Well, ultimately, it’s a novelty song. It exaggerates because it’s funny–like the truckload of hogs stinking so bad they closed up the Duck’s sinuses from five miles downwind. Nevertheless, I’m going to try to analyze the scenario as if it were a (mostly) real account.
Insofar as logic applies, the reason for the extreme police reaction was not just because they were driving down the road together. It’s because they were doing something illegal (and potentially dangerous) and refusing to submit to authority. By the time the song first references a major police reaction (a roadblock and a police chopper), they had traveled over 1400 miles. The Duck originally claimed they were clear (of police) all the way from Los Angeles to Flagstaff, Arizona, which is only about a third of that distance. Presumably, after that point, a number of attempts were made to get them to stop, which may well have involved multiple (futile and dangerous) high-speed chases.
In Tulsa, the Duck effectively declares war on the cops, leading 85 big rigs (which would be a pretty terrifying mass of metal moving at high speeds) to crash through a roadblock. Such roadblocks are often formed of police cars, so he’s probably added destruction of public property, at least, and possibly reckless endangerment of the cops and the members of his own convoy. At this point, it would be pretty reasonable for the authorities to conclude that the convoy presents a serious threat to anything in its path. Frankly, the military escalation at Chicago (another 700 miles, at least one major city, and presumably multiple other attempts to stop the convoy down the line) seems like a pretty rational response; they’re trying to stop “a thousand screaming trucks”, at least one of which is loaded with explosives. Would you want to tackle them in a squad car?

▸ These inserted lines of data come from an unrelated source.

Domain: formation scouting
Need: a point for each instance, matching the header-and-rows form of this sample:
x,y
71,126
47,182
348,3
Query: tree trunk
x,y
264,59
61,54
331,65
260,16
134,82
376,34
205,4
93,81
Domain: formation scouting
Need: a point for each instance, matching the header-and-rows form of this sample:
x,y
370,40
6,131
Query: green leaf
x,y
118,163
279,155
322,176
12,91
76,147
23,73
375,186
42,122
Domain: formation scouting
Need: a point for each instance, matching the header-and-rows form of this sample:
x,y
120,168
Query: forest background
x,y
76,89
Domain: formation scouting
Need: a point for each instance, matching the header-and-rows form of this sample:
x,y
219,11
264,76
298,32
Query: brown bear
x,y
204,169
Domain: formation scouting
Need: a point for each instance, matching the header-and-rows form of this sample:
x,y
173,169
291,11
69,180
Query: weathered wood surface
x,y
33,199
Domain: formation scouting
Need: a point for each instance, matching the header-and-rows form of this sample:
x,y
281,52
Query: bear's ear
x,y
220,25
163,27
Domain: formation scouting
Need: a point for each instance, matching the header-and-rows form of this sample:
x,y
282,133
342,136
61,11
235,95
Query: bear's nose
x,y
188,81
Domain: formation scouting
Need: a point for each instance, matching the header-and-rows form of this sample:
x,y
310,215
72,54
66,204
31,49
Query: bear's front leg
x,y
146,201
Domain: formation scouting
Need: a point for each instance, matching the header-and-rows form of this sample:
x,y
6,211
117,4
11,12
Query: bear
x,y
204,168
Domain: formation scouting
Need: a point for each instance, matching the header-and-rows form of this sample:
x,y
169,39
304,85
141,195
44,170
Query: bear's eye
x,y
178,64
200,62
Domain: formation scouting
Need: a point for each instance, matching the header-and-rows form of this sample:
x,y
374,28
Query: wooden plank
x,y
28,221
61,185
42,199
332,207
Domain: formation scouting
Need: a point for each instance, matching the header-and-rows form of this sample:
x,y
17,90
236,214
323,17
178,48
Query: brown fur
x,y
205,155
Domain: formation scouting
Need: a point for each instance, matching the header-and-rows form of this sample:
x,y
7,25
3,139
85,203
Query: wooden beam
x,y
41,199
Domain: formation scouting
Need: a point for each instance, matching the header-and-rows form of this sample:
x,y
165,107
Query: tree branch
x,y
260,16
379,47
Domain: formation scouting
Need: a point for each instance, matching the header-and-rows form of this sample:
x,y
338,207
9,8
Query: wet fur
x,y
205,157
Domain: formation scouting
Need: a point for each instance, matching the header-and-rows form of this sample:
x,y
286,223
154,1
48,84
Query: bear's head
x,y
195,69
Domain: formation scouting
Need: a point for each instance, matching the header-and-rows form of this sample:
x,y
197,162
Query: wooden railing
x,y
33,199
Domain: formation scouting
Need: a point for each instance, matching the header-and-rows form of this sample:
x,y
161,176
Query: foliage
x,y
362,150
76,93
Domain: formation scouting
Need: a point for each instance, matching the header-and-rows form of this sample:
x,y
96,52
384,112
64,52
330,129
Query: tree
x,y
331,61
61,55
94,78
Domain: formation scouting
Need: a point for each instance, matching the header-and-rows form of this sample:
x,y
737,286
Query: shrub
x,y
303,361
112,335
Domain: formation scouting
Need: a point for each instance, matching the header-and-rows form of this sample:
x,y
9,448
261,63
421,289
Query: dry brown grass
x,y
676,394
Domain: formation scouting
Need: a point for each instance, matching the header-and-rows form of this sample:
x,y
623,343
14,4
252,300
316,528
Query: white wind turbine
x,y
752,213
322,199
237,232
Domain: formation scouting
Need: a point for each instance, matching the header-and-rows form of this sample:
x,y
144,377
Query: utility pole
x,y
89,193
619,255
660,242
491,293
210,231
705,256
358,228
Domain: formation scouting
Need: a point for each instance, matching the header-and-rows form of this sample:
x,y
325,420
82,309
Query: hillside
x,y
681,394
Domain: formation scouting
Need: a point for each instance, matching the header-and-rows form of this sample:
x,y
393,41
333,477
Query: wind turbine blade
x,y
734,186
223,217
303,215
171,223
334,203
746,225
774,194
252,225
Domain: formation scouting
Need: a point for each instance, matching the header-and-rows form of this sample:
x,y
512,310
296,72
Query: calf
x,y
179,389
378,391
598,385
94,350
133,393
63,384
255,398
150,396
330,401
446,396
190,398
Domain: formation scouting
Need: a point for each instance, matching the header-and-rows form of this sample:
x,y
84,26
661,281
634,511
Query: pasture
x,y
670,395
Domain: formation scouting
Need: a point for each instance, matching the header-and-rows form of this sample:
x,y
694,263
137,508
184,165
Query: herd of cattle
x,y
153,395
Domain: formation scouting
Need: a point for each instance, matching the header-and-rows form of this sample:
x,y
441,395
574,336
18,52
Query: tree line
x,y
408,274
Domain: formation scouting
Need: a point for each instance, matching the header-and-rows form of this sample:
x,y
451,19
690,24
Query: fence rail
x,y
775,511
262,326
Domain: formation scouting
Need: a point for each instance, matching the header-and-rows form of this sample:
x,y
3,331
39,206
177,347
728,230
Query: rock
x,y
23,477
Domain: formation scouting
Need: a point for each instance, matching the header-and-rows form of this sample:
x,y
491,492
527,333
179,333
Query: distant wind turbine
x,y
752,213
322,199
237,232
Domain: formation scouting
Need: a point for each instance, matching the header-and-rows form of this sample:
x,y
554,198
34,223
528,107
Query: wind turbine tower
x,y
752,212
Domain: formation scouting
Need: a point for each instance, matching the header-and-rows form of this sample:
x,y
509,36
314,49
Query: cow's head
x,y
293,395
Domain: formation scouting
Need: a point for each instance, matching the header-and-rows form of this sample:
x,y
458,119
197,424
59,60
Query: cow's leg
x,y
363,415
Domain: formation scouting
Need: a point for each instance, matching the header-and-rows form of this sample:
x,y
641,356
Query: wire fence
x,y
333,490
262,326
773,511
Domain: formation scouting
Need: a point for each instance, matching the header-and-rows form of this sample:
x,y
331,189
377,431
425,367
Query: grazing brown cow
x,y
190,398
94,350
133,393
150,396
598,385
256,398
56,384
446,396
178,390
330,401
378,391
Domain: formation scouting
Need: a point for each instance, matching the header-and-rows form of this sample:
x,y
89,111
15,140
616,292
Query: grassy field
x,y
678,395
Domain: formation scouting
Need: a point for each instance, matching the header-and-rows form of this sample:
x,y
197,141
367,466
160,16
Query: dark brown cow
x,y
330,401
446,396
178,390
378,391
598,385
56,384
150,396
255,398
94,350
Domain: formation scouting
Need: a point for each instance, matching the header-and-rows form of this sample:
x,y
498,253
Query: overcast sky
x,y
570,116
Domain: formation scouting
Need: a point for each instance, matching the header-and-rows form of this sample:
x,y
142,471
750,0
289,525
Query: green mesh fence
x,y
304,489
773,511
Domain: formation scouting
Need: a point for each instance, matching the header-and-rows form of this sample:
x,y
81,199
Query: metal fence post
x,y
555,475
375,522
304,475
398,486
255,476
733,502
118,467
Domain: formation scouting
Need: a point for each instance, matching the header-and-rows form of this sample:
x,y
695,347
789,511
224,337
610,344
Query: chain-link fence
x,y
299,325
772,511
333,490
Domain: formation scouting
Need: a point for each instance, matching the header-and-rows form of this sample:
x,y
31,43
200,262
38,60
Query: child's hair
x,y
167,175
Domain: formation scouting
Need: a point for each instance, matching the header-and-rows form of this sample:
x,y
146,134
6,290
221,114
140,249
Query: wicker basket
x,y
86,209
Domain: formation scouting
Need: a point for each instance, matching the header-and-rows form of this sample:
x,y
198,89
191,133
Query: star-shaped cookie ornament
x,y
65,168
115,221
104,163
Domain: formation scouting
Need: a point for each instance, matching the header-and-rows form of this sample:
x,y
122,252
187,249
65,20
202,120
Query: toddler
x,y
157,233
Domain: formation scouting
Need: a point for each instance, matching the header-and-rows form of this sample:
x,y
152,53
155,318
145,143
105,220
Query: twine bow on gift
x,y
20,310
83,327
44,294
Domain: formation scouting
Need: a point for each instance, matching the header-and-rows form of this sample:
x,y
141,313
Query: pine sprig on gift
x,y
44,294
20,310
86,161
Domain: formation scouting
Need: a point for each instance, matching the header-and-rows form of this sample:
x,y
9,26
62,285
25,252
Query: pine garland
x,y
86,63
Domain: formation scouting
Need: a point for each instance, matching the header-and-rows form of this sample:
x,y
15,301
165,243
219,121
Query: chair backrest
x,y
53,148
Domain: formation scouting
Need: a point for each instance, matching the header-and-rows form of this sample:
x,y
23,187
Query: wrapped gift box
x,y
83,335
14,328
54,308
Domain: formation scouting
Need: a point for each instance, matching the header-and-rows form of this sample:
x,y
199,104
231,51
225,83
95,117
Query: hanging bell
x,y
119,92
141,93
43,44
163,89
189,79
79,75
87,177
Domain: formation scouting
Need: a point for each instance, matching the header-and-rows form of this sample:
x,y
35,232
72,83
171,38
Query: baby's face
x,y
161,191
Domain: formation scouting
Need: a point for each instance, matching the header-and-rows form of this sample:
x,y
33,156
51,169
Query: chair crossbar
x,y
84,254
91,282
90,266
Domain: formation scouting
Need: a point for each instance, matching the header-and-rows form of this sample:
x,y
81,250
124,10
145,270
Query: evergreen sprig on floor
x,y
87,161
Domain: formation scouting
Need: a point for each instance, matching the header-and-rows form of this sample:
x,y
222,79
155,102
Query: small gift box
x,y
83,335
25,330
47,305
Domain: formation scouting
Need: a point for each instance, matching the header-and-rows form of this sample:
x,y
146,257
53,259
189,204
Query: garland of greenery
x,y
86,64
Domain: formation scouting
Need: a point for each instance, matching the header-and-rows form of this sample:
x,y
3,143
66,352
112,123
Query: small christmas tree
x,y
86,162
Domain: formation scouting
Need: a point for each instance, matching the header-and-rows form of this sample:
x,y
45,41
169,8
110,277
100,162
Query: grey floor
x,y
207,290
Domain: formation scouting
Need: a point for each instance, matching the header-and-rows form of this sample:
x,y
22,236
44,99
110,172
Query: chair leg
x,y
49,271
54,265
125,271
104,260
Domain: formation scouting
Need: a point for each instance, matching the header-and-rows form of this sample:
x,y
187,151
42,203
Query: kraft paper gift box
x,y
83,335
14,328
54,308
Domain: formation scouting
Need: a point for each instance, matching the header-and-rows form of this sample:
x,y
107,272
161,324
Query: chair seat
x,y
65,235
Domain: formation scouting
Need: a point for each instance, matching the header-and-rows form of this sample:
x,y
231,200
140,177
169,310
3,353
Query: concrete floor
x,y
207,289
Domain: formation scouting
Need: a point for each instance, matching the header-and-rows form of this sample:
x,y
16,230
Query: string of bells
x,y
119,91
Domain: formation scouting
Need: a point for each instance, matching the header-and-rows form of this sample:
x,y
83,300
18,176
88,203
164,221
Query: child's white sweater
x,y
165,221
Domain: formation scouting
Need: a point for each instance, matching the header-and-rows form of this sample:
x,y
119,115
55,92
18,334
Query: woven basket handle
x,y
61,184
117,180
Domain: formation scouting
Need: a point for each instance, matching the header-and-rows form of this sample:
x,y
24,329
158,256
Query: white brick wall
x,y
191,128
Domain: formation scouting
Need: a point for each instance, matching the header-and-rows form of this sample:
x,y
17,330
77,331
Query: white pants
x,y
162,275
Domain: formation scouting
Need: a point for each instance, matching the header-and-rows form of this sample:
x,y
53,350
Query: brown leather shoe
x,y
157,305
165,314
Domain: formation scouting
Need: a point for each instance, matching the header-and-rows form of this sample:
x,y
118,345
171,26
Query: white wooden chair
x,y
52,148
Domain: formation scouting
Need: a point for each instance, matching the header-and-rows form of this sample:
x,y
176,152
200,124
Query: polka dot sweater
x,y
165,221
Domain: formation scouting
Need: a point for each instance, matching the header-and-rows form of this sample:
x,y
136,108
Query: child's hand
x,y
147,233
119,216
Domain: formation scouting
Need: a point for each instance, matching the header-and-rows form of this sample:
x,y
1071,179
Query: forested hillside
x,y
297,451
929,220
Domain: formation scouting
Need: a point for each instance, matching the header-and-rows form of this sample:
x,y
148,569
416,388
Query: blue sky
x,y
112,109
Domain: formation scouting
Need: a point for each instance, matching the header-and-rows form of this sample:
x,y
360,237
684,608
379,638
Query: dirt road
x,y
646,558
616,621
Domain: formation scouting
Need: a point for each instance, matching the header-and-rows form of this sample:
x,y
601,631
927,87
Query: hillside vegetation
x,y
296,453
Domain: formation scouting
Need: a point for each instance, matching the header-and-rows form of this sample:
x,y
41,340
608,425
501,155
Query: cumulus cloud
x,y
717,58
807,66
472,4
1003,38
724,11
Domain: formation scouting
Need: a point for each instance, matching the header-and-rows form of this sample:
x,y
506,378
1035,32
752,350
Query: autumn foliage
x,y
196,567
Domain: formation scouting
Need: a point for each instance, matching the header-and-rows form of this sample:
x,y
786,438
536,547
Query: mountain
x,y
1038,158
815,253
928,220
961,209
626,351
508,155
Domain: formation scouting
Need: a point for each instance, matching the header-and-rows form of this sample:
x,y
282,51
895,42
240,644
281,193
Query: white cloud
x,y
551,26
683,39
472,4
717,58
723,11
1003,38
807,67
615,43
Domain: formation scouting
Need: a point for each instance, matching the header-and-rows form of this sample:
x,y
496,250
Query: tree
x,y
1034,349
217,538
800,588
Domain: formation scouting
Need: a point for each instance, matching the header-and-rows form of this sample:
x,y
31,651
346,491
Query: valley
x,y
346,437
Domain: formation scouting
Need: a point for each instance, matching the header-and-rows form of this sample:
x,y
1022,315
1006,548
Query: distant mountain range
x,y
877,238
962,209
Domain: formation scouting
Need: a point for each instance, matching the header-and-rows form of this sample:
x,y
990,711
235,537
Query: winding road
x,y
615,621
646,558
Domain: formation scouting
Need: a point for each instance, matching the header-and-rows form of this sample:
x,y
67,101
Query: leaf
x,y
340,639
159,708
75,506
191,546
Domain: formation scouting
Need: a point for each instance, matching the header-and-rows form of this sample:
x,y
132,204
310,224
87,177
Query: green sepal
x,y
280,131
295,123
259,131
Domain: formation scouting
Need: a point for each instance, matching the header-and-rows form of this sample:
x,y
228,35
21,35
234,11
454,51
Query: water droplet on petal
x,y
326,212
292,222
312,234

The real oddity isn’t the police reaction, it’s why the convoy is doing this in the first place. Obviously, they aren’t just trying to complete a delivery quickly, though it seems to have started out that way. Then it escalated to (somewhat) civil disobedience, wherever a cop first tried to pull them over for speeding–they ignored him just as they were ignoring the new speed limit. Why did the Duck decide to turn it violent at Tulsa? Why did the rest of the convoy go along with it? Were they really that pissed about the speed limit? If it was really intended as a protest, drawing out a major roadblock should have garnered enough attention to get their grievances on the news.
Maybe the Duck just wasn’t rational by then. If he drove non-stop from L.A., then even at extremely high speeds, he’d have been driving for somewhere between 16 and 20 hours, and there’s no telling if he was rested when he started. So he was punchy, and probably feeling a mix of anger at the cops who’d tried to pull them over and arrogant satisfaction at blowing them off. When he saw the roadblock, he didn’t make a reasoned decision about a protest, he just got angrier, and (feeling invincible) decided to crash through it. The rest of the convoy had been following him for the better part of 24 hours, and were probably drowsy and halfway under highway hypnosis; they may not even have realized what was going on until they sped through the scattered remnants of the roadblock–at which point, they were sort of committed. (Though I note that Pig Pen quietly withdrew from the convoy at some point and went off in another direction.)
Well. That turned into quite a heap of over-analysis, didn’t it? It’s just a silly song, after all.